SEMINOLE — The minutelong YouTube video shows a man in his mid 80s practicing the violin. Five years after a stroke numbed one side of his body, including his bow hand, Gregory Komar can still play.
The fingers of his left hand, unaffected by the stroke, still find every note with utter assurance.
But a certain snap is missing. His bow hand can no longer react to the vibrations pulsing through it.
Instead of mastering the music — as he did in concert halls across the country in a brilliant career — he is guessing at it, albeit very well.
And he knows it.
Once, Mr. Komar aspired to play like Jascha Heifetz and came closer than many. The career musician worked at top venues for more than 55 years, including Broadway and Radio City Music Hall for the likes of Frank Sinatra, Luciano Pavarotti and Sammy Davis Jr. The stroke ended his career 10 years ago but did not kill the humor that defined him as much as his music.
Mr. Komar died Sept. 14 at Hospice House Woodside of a blood disorder. He was 91.
He grew up in New York and learned to play on a violin made by his father, an Austrian immigrant. He soared quickly, landing a job in the orchestra pit for the 1945 opening of Carousel. He was 25.
That same year he married Helen Sobko, a budding professional animator who would draw Popeye cartoons. Over the next 50 years, he played at the Diamond Horseshoe nightclub; other Broadway shows including Hello, Dolly; a five-year run with the American Symphony Orchestra; and his mainstay, a 28-year engagement with Radio City Music Hall.
He squirreled himself in empty rooms to find places to practice between four daily shows at Radio City, and was once surprised by Cary Grant and Sophia Loren, who were touring the hall.
He took time off to play with the Boston Pops under Arthur Fiedler and in outdoor concerts. He used a Gagliano violin made in 1751. Around the house he played Ave Maria and romantic waltzes.
For the last 15 years of his career, Mr. Komar played for the Long Island Philharmonic.
He was still playing at age 81 when he suffered a stroke in 2001. Unable to speak or use the right side of his body, he began a slow march back.

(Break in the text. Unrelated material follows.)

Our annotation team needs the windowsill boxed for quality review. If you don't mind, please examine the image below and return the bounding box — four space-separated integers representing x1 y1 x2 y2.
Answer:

The Komars moved to Seminole in 2002. He strengthened his fingers by typing. He returned to practicing the violin in less than a year, and got enough of his old ability back to impress his neighbors at the Mission Oaks condominium complex.
"People would say, 'Sounds good to me,' " said Cathy Outlaw, his daughter, 55. "But he wasn't at his best, and he knew it."
After a couple of attempts at performing with other retired musicians at his complex, Mr. Komar limited his playing to inside the walls of his condo. He continued to play there for the rest of his life, using the violin his father had made.